Всякие вещицы, которым мы придавали значение и которые могли не запирать на ключ. А могли и запереть. Этот вопрос дирекция оставляла на наше усмотрение. Ключ — это был символ. Содержание, которое за нас вносили, было весьма высоким, поэтому в него мог быть включен и символ. Однако сам по себе символ не оплачивался, а, следовательно, настаивать на нем было нельзя. Я никогда не пользовалась ключом. Но не потому, что презираю символы: просто у меня не было прошлого, а значит, не было и секретов. Фредерика видит, что шкафчик у меня пустой и незапертый. У меня нет имущества.
Многие из нас ведут дневник. Это тетрадь в переплете, усеянном гвоздиками. Тетрадь запирается на ключик. Они думают, что их жизнь принадлежит им. У моей соседки по комнате красивый голос и хороший музыкальный слух. Во время войны этот голос, должно быть, звучал исключительно приятно, вместе с голосами других, также очень музыкальных девочек. Сейчас я думаю о ней и о дневниках, запертых на ключик, как о мертвецах, словно для меня что люди, что исписанная бумага — все едино.

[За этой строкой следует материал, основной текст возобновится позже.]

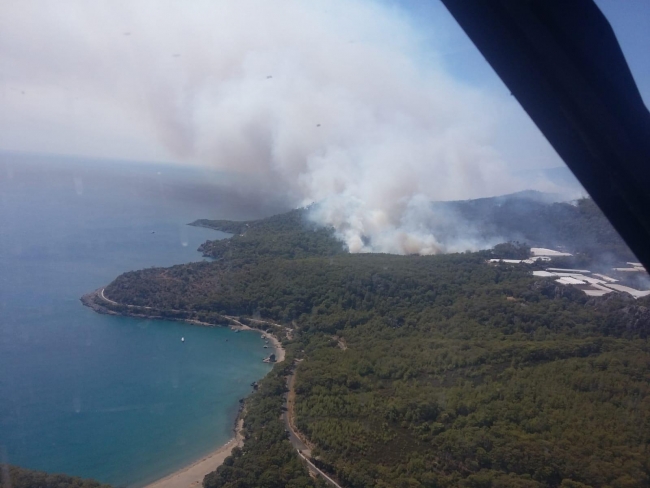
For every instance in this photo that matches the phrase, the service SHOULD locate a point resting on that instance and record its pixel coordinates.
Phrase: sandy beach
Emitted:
(192, 476)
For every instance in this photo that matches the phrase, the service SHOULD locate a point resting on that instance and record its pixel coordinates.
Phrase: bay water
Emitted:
(118, 399)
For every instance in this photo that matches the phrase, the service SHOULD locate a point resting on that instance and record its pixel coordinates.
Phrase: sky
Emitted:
(371, 106)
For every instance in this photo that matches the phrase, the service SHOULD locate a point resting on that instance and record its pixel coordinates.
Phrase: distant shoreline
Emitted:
(189, 476)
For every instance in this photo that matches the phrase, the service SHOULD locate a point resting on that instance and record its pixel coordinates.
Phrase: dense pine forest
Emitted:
(433, 371)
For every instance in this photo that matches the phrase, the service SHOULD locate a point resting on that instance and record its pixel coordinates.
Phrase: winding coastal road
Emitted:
(302, 448)
(304, 451)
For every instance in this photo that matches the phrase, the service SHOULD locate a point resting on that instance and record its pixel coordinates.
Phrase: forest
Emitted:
(431, 371)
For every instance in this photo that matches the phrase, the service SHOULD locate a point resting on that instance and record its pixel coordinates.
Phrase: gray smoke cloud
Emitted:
(336, 102)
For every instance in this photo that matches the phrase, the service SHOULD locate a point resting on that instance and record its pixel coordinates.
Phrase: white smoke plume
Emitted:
(331, 101)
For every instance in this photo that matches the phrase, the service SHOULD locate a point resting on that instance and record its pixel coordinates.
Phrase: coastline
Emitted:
(192, 475)
(91, 300)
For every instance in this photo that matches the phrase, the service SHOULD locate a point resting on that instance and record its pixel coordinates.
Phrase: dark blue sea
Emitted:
(118, 399)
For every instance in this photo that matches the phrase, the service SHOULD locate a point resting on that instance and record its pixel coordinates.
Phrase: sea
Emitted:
(118, 399)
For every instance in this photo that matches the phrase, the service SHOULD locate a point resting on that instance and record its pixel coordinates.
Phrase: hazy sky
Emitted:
(372, 104)
(91, 79)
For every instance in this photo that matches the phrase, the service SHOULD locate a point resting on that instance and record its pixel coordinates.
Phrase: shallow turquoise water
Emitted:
(118, 399)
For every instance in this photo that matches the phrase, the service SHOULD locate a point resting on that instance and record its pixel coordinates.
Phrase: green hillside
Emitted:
(436, 371)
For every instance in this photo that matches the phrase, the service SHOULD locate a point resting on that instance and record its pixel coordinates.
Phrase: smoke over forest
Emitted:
(337, 103)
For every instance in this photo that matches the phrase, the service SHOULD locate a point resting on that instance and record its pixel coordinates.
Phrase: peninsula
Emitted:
(449, 370)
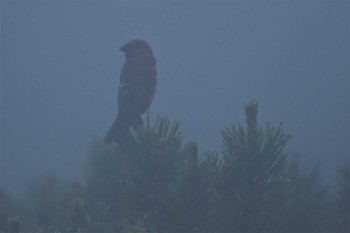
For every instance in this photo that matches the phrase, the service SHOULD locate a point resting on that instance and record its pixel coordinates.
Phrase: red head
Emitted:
(137, 50)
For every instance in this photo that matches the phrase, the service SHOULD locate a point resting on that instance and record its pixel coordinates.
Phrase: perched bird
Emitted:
(138, 80)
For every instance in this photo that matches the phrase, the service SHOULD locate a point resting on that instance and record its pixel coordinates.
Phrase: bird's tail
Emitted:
(118, 132)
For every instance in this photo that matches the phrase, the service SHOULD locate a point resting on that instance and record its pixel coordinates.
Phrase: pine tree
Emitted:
(251, 188)
(309, 208)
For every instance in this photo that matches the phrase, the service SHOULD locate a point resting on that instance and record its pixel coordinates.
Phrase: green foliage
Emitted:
(156, 183)
(344, 197)
(251, 189)
(308, 208)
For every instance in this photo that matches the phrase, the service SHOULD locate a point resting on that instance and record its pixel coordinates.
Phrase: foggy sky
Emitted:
(60, 68)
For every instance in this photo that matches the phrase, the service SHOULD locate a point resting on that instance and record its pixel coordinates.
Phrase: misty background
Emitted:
(60, 68)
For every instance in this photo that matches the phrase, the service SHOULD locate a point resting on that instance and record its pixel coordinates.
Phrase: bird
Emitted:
(137, 86)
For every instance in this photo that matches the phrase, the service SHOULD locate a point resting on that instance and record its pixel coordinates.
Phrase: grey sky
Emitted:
(60, 67)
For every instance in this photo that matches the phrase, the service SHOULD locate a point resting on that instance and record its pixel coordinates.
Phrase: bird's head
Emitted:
(137, 49)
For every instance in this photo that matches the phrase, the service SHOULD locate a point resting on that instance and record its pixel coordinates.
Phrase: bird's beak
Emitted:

Когда мы думаем о мертвых, кажется, будто мы оставили что-то незаконченным, прервали какой-то разговор и теперь продолжаем его, обращаясь к ушедшим, пусть даже при воссоздании этого несостоявшегося разговора память подводит нас. Лица забываются, характерные черты выцветают, словно на старых картинах, остаются лишь голоса, и начинается нечто вроде монолога, ибо мы не надеемся, что нам ответят. И все же откуда-то получаем ответ. А бывает, что назло нам они хранят безмолвие. Словно строптивые воспитанницы монастырского пансиона. Но мы все же продолжаем говорить. Шевелим губами, а потом спохватываемся: собеседников-то нет. Впрочем, можно ли думать, не облекая мысли в слова? В самом деле, ведь человечество — не букварь, а жизнь каждого человека не составлена из букв. Но я не хотела бы углубляться в подобные рассуждения, которые в каком-то смысле продолжают мои беседы с Фредерикой. Беседы на темы, над которыми я по большей части прежде не задумывалась. Меня обуревало желание вырваться в большой мир, и мысль о смерти связывалась у меня только с прошлым. Будущее представлялось в виде ворот, которые отворяются передо мной, и стен, которые оказываются просто коврами. Фредерика разговаривала сама с собой. Я видела однажды, как она шевелит губами и пристально смотрит в одну точку — похоже, в пустоту. Но как представить себе пустоту? Быть может, она — лживое подобие любого реально существующего места?